Atmospheric Chemistry of 2-Amino-2-methyl-1-propanol: A Theoretical and Experimental Study of the OH-Initiated Degradation under Simulated Atmospheric Conditions

The OH-initiated degradation of 2-amino-2-methyl-1-propanol [CH₃C(NH₂)(CH₃)CH₂OH, AMP] was investigated in a large atmospheric simulation chamber, employing time-resolved online high-resolution proton-transfer reaction-time-of-flight mass spectrometry (PTR-ToF-MS) and chemical analysis of aerosol online PTR-ToF-MS (CHARON-PTR-ToF-MS) instrumentation, and by theoretical calculations based on M06-2X/aug-cc-pVTZ quantum chemistry results and master equation modeling of the pivotal reaction steps.
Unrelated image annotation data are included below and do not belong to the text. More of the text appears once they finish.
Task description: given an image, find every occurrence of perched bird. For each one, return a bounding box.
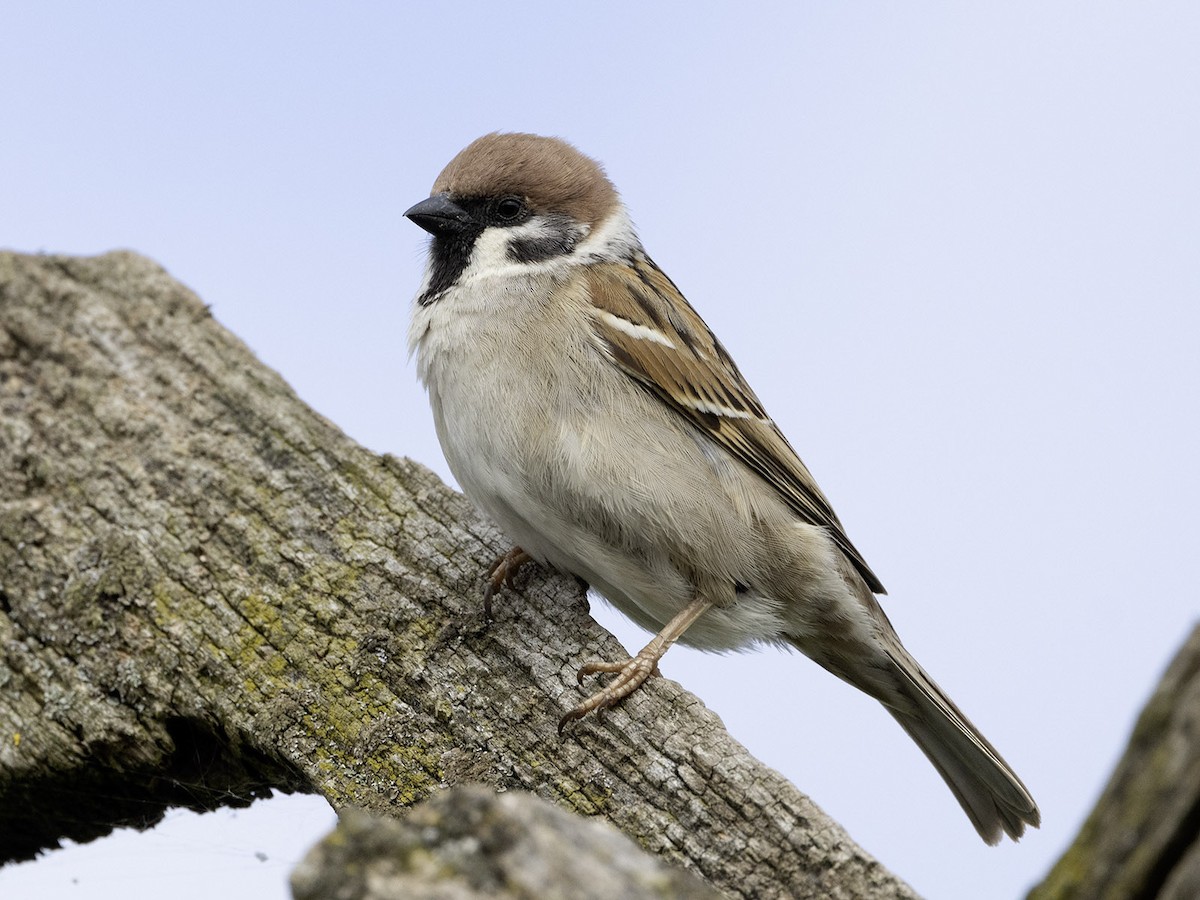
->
[404,133,1040,844]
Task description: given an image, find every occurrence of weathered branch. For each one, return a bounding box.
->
[0,253,912,898]
[292,785,722,900]
[1030,626,1200,900]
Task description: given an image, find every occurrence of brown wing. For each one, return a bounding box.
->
[588,254,887,594]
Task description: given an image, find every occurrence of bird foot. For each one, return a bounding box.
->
[484,547,533,622]
[558,644,666,734]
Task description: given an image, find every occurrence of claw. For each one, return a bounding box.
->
[484,547,533,622]
[558,598,713,734]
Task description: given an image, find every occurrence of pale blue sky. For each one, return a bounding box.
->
[0,2,1200,900]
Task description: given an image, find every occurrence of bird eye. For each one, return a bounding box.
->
[496,197,524,222]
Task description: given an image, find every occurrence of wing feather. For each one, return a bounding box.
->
[587,254,887,594]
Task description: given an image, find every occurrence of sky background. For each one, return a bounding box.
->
[0,0,1200,900]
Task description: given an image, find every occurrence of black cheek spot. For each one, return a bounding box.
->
[509,235,575,263]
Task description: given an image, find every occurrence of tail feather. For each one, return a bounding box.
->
[886,644,1042,844]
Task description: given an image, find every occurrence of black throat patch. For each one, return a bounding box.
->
[416,226,484,306]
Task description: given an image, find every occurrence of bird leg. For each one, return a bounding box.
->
[558,596,713,734]
[484,547,533,622]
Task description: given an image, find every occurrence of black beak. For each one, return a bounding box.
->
[404,193,475,234]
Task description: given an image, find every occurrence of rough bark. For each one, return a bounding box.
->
[0,253,912,898]
[292,785,721,900]
[1030,626,1200,900]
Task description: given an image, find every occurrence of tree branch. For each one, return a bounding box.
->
[0,253,912,898]
[1030,626,1200,900]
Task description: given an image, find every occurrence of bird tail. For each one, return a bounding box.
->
[884,641,1042,844]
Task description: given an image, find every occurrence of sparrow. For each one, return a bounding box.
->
[404,133,1040,844]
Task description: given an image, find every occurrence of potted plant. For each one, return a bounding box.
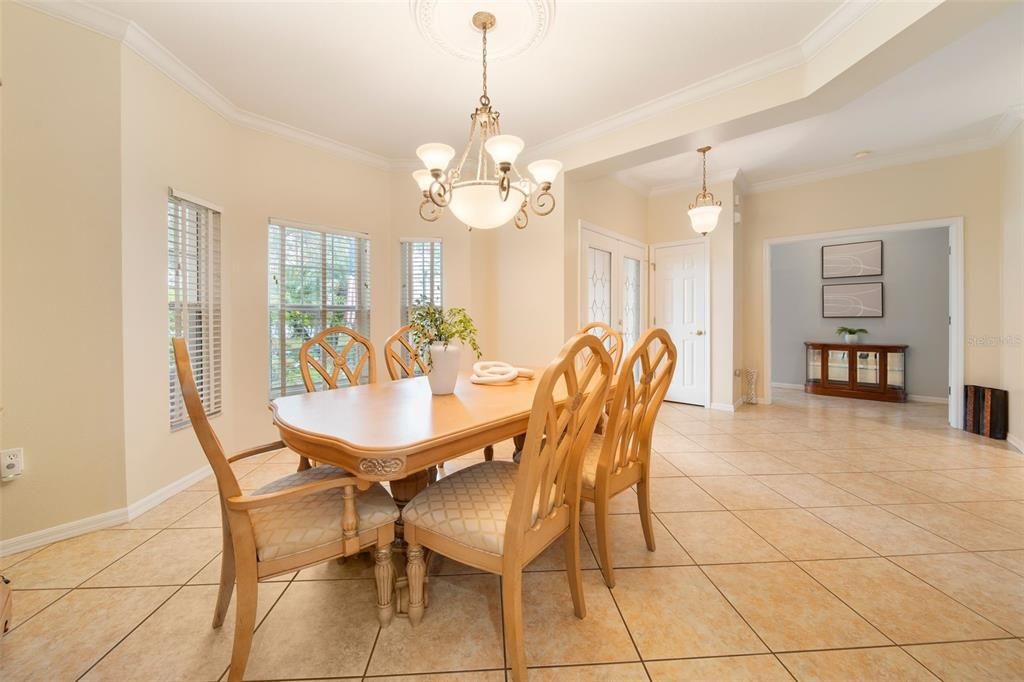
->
[836,327,867,344]
[409,303,480,395]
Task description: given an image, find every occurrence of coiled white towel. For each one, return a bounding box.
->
[470,360,534,384]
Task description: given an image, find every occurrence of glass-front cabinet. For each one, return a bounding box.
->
[804,341,907,402]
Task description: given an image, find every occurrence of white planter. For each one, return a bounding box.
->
[427,343,462,395]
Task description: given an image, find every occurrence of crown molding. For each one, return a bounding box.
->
[746,104,1024,194]
[15,0,391,169]
[647,168,740,197]
[532,0,879,158]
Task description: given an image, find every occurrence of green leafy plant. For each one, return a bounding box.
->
[409,303,481,367]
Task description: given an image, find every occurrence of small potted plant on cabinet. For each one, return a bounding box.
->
[836,327,867,345]
[410,303,480,395]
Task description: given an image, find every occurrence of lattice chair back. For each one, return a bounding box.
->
[299,327,377,393]
[577,322,623,372]
[597,328,676,481]
[171,337,242,499]
[384,325,430,380]
[505,334,613,557]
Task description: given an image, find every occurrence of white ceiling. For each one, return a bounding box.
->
[92,0,839,159]
[615,5,1024,191]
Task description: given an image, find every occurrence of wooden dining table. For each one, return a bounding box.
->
[270,372,537,508]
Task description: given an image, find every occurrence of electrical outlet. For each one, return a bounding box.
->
[0,447,25,480]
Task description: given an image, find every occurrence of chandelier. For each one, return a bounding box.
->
[413,12,562,229]
[687,146,722,237]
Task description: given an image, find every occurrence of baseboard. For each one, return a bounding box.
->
[1007,433,1024,453]
[0,464,211,556]
[906,394,949,404]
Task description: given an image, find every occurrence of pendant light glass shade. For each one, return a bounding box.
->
[413,168,434,191]
[687,204,722,236]
[483,135,525,164]
[447,184,523,229]
[416,142,455,171]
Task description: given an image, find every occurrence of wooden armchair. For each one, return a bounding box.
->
[173,338,398,682]
[384,325,495,468]
[299,327,377,471]
[583,328,676,588]
[402,334,612,682]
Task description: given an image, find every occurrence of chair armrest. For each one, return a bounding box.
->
[227,440,285,462]
[224,476,373,511]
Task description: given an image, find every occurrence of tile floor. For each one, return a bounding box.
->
[0,391,1024,682]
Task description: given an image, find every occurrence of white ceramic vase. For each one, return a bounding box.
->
[427,343,462,395]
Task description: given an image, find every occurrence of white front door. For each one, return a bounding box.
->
[580,228,647,348]
[652,242,708,406]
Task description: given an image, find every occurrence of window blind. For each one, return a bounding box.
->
[400,240,443,326]
[267,220,370,398]
[167,195,221,430]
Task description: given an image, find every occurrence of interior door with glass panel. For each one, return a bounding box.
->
[580,228,647,351]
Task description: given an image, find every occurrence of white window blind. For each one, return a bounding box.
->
[400,240,443,326]
[167,195,221,430]
[267,220,370,398]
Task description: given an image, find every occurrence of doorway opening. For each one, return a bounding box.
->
[762,218,964,428]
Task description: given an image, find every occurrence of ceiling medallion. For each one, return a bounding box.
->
[687,146,722,237]
[409,0,555,62]
[413,12,562,229]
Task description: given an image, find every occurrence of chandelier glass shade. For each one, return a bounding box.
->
[687,146,722,237]
[413,12,562,229]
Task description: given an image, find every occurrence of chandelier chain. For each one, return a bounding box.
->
[480,26,490,106]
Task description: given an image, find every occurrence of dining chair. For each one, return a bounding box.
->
[577,322,623,372]
[583,328,676,588]
[173,338,398,682]
[384,325,495,462]
[299,327,377,471]
[402,334,612,681]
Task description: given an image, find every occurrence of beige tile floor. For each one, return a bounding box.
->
[0,391,1024,682]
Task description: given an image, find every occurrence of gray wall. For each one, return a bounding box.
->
[771,227,949,397]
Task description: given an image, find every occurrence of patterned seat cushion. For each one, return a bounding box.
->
[583,433,604,487]
[250,465,398,561]
[401,460,518,555]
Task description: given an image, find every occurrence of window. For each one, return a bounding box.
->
[267,220,370,398]
[167,195,221,430]
[400,240,442,327]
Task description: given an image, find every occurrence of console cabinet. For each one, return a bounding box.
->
[804,341,907,402]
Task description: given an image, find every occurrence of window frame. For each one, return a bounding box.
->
[398,237,444,327]
[165,188,223,432]
[266,217,373,400]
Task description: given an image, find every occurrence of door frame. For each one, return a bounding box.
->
[572,219,650,329]
[761,216,965,429]
[647,237,714,410]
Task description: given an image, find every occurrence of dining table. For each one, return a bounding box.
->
[270,372,538,614]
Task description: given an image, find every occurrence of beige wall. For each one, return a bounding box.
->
[562,173,647,338]
[741,150,1001,395]
[1000,125,1024,440]
[0,3,128,538]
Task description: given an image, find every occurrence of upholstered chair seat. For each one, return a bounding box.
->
[250,465,398,561]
The quantum chemistry calculations reproduce the experimental rate coefficient of the AMP + OH reaction, aligning k(T) = 5.2 × 10^–12 × exp (505/T) cm³ molecule^–1 s^–1 to the experimental value k_exp,300K = 2.8 × 10^–11 cm³ molecule^–1 s^–1. The theoretical calculations predict that the AMP + OH reaction proceeds via hydrogen abstraction from the −CH₃ groups (5–10%), −CH₂– group, (>70%) and −NH₂ group (5–20%), whereas hydrogen abstraction from the −OH group can be disregarded under atmospheric conditions. A detailed mechanism for atmospheric AMP degradation was obtained as part of the theoretical study. The photo-oxidation experiments show 2-amino-2-methylpropanal [CH₃C(NH₂)(CH₃)CHO] as the major gas-phase product and propan-2-imine [(CH₃)₂C=NH], 2-iminopropanol [(CH₃)(CH₂OH)C=NH], acetamide [CH₃C(O)NH₂], formaldehyde (CH₂O), and nitramine 2-methyl-2-(nitroamino)-1-propanol [AMPNO₂, CH₃C(CH₃)(NHNO₂)CH₂OH] as minor primary products; there is no experimental evidence of nitrosamine formation. The branching in the initial H abstraction by OH radicals was derived in analyses of the temporal gas-phase product profiles to be B_CH3/B_CH2/B_NH2 = 6:70:24. Secondary photo-oxidation products and products resulting from particle and surface processing of the primary gas-phase products were also observed and quantified. All the photo-oxidation experiments were accompanied by extensive particle formation that was initiated by the reaction of AMP with nitric acid and that mainly consisted of this salt. Minor amounts of the gas-phase photo-oxidation products, including AMPNO₂, were detected in the particles by CHARON-PTR-ToF-MS and GC×GC-NCD. Volatility measurements of laboratory-generated AMP nitrate nanoparticles gave Δ_vapH = 80 ± 16 kJ mol^–1 and an estimated vapor pressure of (1.3 ± 0.3) × 10^–5 Pa at 298 K. The atmospheric chemistry of AMP is evaluated and a validated chemistry model for implementation in dispersion models is presented.